Calculate ellipse semi-axises from center point on Earth given distance

How would one calculate the vertices of an ellipse on the surface of the Earth given a center coordinate and a distance (in KM)? Since the distance between two points in the Y (Latitude) direction get closer as one approaches the poles, when generating a "buffer" around a point, the buffer becomes an ellipse and not a perfect circle. As such I need to calculate the semi-major and semi-minor axis values to determine the vertices.

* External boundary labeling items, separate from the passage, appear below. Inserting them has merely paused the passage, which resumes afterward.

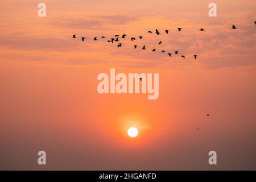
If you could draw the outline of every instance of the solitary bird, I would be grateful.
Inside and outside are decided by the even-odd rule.
[[[237,27],[236,27],[234,24],[232,26],[232,29],[237,29]]]
[[[158,30],[157,30],[157,29],[155,30],[155,33],[156,33],[157,35],[159,35],[159,34],[160,34],[160,32],[159,32]]]

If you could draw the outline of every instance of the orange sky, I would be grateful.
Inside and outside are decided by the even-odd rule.
[[[44,1],[44,18],[39,2],[0,2],[1,169],[256,169],[255,1],[215,1],[213,18],[203,0]],[[148,49],[92,40],[124,33]],[[98,94],[110,68],[159,73],[159,98]]]

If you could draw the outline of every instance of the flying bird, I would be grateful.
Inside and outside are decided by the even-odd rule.
[[[237,29],[237,27],[236,27],[234,24],[232,26],[232,29]]]
[[[157,35],[159,35],[159,34],[160,34],[160,32],[158,31],[158,30],[157,30],[157,29],[155,30],[155,33],[156,33]]]

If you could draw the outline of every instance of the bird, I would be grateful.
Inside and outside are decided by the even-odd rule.
[[[157,30],[157,29],[155,30],[155,33],[156,33],[157,35],[159,35],[159,34],[160,34],[160,32],[158,31],[158,30]]]
[[[234,24],[232,26],[232,29],[237,29],[237,27],[236,27]]]

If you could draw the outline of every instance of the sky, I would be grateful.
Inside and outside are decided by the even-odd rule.
[[[40,2],[0,2],[0,169],[256,169],[255,1]],[[99,94],[110,68],[159,73],[158,99]]]

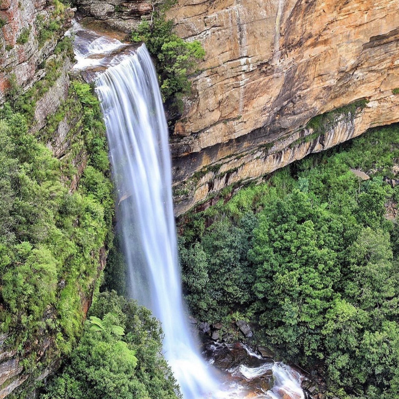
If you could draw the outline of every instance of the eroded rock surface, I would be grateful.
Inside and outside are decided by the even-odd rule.
[[[0,104],[13,84],[24,91],[43,78],[73,15],[45,0],[0,0]]]
[[[172,138],[176,213],[399,121],[398,12],[390,0],[179,0],[176,30],[206,55]],[[312,117],[362,98],[326,139],[288,147]]]

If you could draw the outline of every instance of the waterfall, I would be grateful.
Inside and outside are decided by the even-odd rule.
[[[184,320],[168,126],[145,45],[100,75],[96,86],[114,182],[126,198],[117,219],[132,296],[161,321],[165,357],[184,397],[201,397],[213,378]]]
[[[151,58],[144,44],[136,49],[77,23],[72,29],[77,61],[74,69],[95,79],[104,116],[131,296],[161,321],[165,356],[184,398],[303,399],[299,373],[263,359],[242,344],[255,365],[224,370],[231,378],[216,382],[210,369],[213,359],[211,356],[207,364],[203,359],[185,318],[168,126]],[[211,352],[221,348],[233,350],[235,346],[211,346]],[[247,396],[246,384],[234,379],[250,381],[270,369],[275,383],[255,396]]]

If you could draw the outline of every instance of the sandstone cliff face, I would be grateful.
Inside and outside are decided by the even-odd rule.
[[[129,33],[140,23],[143,15],[152,10],[145,0],[75,0],[85,15],[104,21],[111,28]]]
[[[398,13],[396,0],[179,0],[176,31],[206,55],[171,137],[176,214],[399,121]],[[310,118],[361,98],[325,136],[292,145]]]
[[[53,57],[73,15],[67,8],[56,16],[55,8],[45,0],[0,0],[0,104],[11,88],[10,78],[15,76],[14,84],[25,91],[45,75],[40,64]],[[41,42],[39,38],[52,20],[58,29],[53,25],[50,37]]]
[[[69,88],[71,61],[65,50],[56,50],[56,46],[70,26],[73,12],[62,8],[62,12],[57,12],[52,3],[41,0],[0,0],[0,105],[10,98],[10,90],[16,91],[14,96],[21,95],[38,88],[32,92],[34,101],[29,121],[30,131],[47,138],[47,146],[54,156],[67,160],[67,164],[76,168],[70,182],[72,192],[76,189],[87,163],[86,148],[81,138],[84,117],[82,107]],[[51,26],[51,21],[56,24]],[[46,32],[41,33],[42,30]],[[22,35],[26,36],[25,40],[21,39]],[[47,130],[51,116],[61,115],[63,111],[61,120],[52,126],[52,130]],[[105,265],[104,248],[93,254],[97,255],[97,279],[80,293],[79,306],[85,315],[91,304],[95,281]],[[65,281],[61,280],[59,286],[63,284]],[[4,310],[2,306],[0,304],[0,312]],[[43,315],[43,322],[56,317],[53,309],[49,308]],[[56,369],[60,359],[55,340],[43,328],[35,332],[32,342],[17,350],[10,333],[0,334],[0,399],[20,391],[22,387],[29,390],[36,381]],[[32,373],[26,364],[34,352],[38,367]]]

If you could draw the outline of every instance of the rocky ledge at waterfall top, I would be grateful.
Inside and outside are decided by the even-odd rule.
[[[137,23],[130,2],[117,12],[96,1],[109,6],[101,18],[111,26],[120,27],[119,14],[126,30]],[[168,12],[177,33],[206,53],[171,138],[177,214],[399,121],[397,0],[178,0]],[[325,136],[305,128],[312,117],[360,99],[367,105],[337,115]]]

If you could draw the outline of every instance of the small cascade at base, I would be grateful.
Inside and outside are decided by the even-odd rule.
[[[168,126],[150,57],[144,44],[136,49],[76,23],[72,30],[78,61],[74,69],[94,79],[104,115],[132,296],[160,320],[165,356],[184,399],[302,399],[298,373],[282,363],[271,365],[246,347],[257,365],[252,361],[231,365],[218,378],[211,365],[215,356],[208,356],[207,363],[200,354],[184,316]],[[220,348],[214,346],[216,356]],[[249,393],[243,381],[271,370],[276,381],[273,388]]]

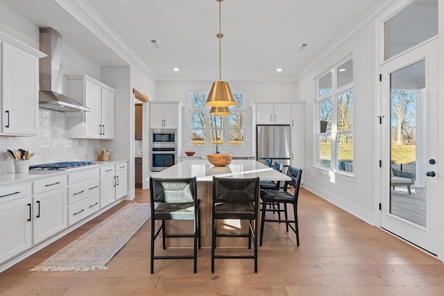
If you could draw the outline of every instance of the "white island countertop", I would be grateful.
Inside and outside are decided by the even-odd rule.
[[[289,181],[290,177],[253,159],[233,159],[225,166],[214,166],[207,159],[187,159],[156,173],[160,178],[182,178],[196,176],[197,181],[223,177],[256,177],[262,180]]]

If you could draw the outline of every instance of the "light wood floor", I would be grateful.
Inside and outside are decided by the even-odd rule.
[[[137,189],[135,200],[148,202],[148,191]],[[298,212],[300,246],[296,246],[294,234],[285,232],[283,224],[266,224],[257,274],[252,260],[238,259],[216,260],[212,274],[210,251],[203,249],[197,274],[191,260],[157,260],[151,275],[149,223],[107,270],[28,271],[125,203],[1,273],[0,295],[444,295],[443,263],[303,189]]]

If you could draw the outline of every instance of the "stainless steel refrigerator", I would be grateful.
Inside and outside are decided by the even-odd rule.
[[[256,125],[256,159],[262,163],[270,158],[274,163],[290,165],[290,125]],[[285,170],[287,171],[287,170]]]

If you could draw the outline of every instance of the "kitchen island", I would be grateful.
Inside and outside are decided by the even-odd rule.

Not sure of the formulas for such a task

• If I read the question correctly the figure you want is a circle: the set of points a fixed (great circle) distance from a fixed point. Distance on the surface of the Earth is independent of latitude, although finding an equation for points on that circle isn't. – Ethan Bolker Dec 20 '17 at 14:27
• Correct. However, how does one determine the terminal points in the X/Y directions from a fixed point? I know great circle to be used in the calculation of the distance between two fixed points on Earth (Haversine). – pstatix Dec 20 '17 at 14:29
• @pstatix Can you add a sketch of what you want? – cgiovanardi Dec 21 '17 at 0:50

That said, if you are willing to accept some inaccuracies, much simpler and less time-consuming formulae exist. For example, assuming your distances are fairly short, and not too close to a pole, you could simply use $\frac{s}{r{\text{ cos }}\phi}$ ($\phi =$ latitude, $s =$ buffer distance and $r =$ 6371 km) as a semi major-axis, and $s/r$ as a semi minor-axis, multiply these 2 results by $180/\pi$ and the resulting "ellipse" (analog to Tissot's indicatrix) on the lat-lon square grid (called plate carree equirectangular projection) would give you an approximation of the actual buffer, which could then be used to generate lat/lon coordinates for other vertices. It works fairly well for shorts distances (ex. a 5 km buffer typically gives an max error around 20 meters), however, for a distance of, say, 1000 km, the max error can be as large as several tens of km, and more if the buffer is close to the poles. The haversine and spherical trigonometry method is another way to solve the problem, with errors no larger than 0.5% for any length.